O constrangimento ocorre quando o cliente só descobre o valor total na hora de pagar, após já ter consumido ou levado o produto. Muitos relatam que, ao questionar o preço, são tratados com desdém ou pressa. Outros dizem que o valor é tão alto que se sentem obrigados a pagar para não passar vergonha na frente de outras pessoas. A falta de informação prévia sobre o peso e o preço por quilo é a principal causa do desconforto.

**Como evitar surpresas ao comprar doces por peso?**

- Pergunte antes: antes de escolher os doces, pergunte o valor do quilo e peça para ver a tabela de preços.
- Peça para pesar antes: solicite que o atendente pese cada doce individualmente ou mostre o peso na balança antes de embalar.
- Defina um limite: informe ao atendente o valor máximo que deseja gastar. Muitas docerias aceitam ajustar a quantidade.
- Desconfie de doces muito grandes ou decorados: peças com pasta americana, recheios pesados ou coberturas espessas tendem a pesar mais.
- Leve o comprovante: guarde o recibo para eventual reclamação.

**O que fazer em caso de constrangimento ou preço abusivo?**

Se o consumidor se sentir lesado, pode registrar reclamação no Procon de seu estado. O órgão pode multar o estabelecimento se constatar irregularidades, como falta de informação de preço ou cobrança indevida. O CDC prevê ainda o direito de arrependimento em compras fora do estabelecimento comercial (como encomendas online). Em casos de constrangimento público, o cliente pode acionar o Juizado Especial Cível para pedir indenização por danos morais.

**Entenda o contexto por trás do caso**

O caso ganhou repercussão nas redes sociais após clientes compartilharem fotos de doces com valores elevados. Em um dos relatos, uma cliente pagou R$ 330 por um bolo no pote que, segundo ela, não tinha informação de peso ou preço por quilo na vitrine. A doceria, em nota, afirmou que o valor do quilo estava afixado na parede, mas a cliente disse não ter visto. O Procon-SP investiga o caso e orienta que todos os estabelecimentos devem cumprir a lei.

**Perguntas Frequentes**

### Por que o doce pode custar R$ 330?

O valor depende do peso. Doces com muito recheio, cobertura ou decoração podem pesar mais de 500 g. Se o quilo custa R$ 200, um doce de 1,5 kg sai por R$ 300. A falta de informação prévia sobre o peso é a principal causa do choque.

### É obrigatório informar o preço por quilo?

Sim. O Código de Defesa do Consumidor exige que o preço seja informado de forma clara e prévia, antes da escolha do produto. O valor do quilo deve estar visível na vitrine ou na embalagem.

### O que fazer se o preço não estiver visível?

O consumidor pode pedir para ver a tabela de preços. Se o estabelecimento se recusar, pode registrar reclamação no Procon.

### Posso desistir da compra depois de ver o valor?

Sim. O consumidor tem o direito de desistir antes de pagar, se o preço não for informado previamente. Se o produto já foi consumido, a situação é mais complexa, mas o cliente pode reclamar.

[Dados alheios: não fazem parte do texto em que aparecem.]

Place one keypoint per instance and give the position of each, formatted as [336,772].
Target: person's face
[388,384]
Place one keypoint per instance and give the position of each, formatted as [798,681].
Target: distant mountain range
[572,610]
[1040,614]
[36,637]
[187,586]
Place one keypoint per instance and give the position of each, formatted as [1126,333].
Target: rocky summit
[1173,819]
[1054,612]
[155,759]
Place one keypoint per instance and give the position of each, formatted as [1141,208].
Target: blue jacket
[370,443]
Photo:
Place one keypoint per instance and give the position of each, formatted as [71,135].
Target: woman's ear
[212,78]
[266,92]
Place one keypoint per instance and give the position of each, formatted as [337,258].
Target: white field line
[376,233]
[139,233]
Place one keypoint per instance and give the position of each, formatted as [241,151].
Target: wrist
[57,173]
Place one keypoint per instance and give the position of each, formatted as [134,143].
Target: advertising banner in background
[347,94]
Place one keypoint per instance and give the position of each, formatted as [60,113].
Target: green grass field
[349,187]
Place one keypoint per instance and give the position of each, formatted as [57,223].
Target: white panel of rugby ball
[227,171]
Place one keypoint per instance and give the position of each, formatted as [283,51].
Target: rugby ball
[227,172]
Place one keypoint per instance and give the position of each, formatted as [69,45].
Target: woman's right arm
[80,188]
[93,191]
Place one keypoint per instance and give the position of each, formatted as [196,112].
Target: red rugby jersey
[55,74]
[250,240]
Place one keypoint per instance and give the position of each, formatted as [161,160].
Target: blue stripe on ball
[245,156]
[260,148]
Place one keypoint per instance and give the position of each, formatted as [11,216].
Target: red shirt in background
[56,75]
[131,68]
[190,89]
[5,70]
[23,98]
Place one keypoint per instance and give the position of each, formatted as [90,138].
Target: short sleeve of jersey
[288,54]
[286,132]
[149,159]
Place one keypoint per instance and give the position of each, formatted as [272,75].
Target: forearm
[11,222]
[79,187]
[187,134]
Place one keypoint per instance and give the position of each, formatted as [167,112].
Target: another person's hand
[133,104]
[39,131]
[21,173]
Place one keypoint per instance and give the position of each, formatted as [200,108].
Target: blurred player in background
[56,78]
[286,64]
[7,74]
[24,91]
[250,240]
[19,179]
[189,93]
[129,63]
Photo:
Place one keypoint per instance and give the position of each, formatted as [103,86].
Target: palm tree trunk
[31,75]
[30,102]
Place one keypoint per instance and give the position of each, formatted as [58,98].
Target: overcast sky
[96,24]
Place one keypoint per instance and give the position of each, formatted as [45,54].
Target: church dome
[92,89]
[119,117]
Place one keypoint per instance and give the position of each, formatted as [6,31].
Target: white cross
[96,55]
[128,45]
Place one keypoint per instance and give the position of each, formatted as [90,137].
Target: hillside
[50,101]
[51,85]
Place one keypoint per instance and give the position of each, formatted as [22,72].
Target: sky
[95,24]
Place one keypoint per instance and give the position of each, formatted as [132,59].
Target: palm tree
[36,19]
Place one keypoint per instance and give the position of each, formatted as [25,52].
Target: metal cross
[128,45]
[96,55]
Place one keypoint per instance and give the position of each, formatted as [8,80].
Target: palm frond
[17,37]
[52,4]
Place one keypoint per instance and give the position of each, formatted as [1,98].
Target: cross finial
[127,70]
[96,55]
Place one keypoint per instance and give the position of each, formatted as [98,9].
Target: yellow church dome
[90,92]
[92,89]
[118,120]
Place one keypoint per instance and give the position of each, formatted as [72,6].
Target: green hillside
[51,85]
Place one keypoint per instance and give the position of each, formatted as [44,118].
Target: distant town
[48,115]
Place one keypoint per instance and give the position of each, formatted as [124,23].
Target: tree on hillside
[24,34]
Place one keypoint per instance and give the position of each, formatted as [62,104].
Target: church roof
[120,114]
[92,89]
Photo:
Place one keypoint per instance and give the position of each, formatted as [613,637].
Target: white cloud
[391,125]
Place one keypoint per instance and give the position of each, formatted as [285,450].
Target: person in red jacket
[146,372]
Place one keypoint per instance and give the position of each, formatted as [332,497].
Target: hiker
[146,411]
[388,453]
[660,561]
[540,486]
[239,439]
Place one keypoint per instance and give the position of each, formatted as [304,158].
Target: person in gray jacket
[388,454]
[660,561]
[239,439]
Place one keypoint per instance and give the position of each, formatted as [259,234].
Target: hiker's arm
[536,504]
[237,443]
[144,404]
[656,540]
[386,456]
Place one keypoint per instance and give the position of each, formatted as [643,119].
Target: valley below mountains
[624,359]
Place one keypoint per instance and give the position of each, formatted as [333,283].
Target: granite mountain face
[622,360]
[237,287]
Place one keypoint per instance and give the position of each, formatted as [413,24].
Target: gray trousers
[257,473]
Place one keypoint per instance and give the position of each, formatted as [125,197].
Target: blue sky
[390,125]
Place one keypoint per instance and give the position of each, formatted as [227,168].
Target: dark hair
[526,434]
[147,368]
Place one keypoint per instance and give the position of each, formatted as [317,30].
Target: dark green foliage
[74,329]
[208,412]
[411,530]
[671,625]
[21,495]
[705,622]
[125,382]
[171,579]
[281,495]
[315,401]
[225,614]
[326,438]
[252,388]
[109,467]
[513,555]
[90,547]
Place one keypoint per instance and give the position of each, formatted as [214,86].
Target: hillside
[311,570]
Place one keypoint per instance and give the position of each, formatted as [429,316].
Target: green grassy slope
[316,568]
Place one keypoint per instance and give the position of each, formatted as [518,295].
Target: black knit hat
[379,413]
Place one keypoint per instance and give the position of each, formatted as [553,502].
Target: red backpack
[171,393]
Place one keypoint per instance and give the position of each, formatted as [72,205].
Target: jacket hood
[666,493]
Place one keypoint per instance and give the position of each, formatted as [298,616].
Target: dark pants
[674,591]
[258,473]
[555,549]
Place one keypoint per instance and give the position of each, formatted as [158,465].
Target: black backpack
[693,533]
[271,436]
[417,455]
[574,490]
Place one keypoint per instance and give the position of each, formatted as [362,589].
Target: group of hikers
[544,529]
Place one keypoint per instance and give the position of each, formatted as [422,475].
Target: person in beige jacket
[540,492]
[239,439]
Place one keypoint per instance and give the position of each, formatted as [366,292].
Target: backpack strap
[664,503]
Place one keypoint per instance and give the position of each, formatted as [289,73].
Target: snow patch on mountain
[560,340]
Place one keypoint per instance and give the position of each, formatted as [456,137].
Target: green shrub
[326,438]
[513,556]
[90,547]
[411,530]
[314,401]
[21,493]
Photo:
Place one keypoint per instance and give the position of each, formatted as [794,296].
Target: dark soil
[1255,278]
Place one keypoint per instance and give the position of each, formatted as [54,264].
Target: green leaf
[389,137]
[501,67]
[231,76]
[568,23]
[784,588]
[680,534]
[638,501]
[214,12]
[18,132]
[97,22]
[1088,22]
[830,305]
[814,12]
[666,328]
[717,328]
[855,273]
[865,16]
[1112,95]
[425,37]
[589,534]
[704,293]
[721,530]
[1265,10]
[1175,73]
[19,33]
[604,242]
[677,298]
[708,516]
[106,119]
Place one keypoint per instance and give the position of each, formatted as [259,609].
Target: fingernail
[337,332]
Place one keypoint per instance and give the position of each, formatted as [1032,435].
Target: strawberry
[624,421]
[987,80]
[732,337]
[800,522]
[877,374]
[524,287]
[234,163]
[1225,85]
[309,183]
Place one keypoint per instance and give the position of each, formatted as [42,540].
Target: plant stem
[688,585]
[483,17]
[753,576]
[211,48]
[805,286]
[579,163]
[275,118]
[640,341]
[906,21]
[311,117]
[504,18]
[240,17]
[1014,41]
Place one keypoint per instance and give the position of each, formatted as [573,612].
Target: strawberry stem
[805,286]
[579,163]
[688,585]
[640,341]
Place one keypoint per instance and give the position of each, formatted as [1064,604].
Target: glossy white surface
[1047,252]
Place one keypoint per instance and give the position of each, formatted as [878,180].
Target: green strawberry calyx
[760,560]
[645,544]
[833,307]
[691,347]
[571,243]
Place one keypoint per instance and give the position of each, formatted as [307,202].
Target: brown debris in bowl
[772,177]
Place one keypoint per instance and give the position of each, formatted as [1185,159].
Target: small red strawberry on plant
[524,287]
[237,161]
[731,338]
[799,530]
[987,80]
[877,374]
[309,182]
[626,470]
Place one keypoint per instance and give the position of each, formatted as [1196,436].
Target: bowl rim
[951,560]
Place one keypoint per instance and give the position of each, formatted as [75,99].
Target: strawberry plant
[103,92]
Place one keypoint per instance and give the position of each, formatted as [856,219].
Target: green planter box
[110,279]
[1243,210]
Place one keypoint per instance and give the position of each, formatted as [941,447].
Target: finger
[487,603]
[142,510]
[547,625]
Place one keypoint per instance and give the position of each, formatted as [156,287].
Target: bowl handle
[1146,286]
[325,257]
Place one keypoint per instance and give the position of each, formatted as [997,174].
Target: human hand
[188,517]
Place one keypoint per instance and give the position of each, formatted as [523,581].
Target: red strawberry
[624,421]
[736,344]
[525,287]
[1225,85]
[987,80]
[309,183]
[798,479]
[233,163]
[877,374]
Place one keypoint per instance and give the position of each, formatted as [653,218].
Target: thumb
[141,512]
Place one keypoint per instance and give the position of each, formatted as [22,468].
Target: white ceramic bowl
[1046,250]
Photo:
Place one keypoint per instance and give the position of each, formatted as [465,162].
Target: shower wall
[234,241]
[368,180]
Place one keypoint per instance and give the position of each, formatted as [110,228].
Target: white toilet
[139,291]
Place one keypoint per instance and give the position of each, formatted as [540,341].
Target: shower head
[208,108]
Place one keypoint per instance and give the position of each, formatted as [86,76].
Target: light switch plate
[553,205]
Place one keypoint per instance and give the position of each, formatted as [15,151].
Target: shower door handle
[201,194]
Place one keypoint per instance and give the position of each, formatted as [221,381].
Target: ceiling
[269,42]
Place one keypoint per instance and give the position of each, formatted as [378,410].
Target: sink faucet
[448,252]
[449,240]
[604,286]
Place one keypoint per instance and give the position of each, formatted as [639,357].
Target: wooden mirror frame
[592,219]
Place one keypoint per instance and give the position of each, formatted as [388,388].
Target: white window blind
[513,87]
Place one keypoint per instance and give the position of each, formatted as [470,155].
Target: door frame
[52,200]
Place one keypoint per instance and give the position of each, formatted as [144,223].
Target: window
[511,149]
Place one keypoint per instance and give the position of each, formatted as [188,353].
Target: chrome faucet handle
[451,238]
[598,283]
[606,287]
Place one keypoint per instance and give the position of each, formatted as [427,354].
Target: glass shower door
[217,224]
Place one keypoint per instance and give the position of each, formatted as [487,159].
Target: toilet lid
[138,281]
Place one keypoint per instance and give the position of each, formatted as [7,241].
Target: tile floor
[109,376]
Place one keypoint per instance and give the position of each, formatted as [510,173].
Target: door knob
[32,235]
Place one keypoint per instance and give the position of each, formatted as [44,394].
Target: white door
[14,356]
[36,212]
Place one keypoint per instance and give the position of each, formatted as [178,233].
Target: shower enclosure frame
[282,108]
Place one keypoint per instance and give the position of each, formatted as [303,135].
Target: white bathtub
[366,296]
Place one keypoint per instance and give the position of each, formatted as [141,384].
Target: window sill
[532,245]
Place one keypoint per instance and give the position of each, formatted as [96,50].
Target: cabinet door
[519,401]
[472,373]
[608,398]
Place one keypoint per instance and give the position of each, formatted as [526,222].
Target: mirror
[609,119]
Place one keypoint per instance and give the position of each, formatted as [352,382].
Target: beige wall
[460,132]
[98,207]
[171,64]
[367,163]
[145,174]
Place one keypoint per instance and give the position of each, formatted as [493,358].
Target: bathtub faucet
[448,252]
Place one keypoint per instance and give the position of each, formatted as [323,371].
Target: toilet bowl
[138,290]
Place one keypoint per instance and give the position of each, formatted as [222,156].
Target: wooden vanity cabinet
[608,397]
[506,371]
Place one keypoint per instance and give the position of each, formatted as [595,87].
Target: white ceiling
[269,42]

### Como saber o peso de um doce antes de comprar?

Peça para o atendente pesar o doce na sua frente ou mostrar o peso na balança. Muitas docerias aceitam essa prática.

### O constrangimento gera direito a indenização?

Em casos de constrangimento público ou tratamento desrespeitoso, o consumidor pode pedir indenização por danos morais no Juizado Especial Cível.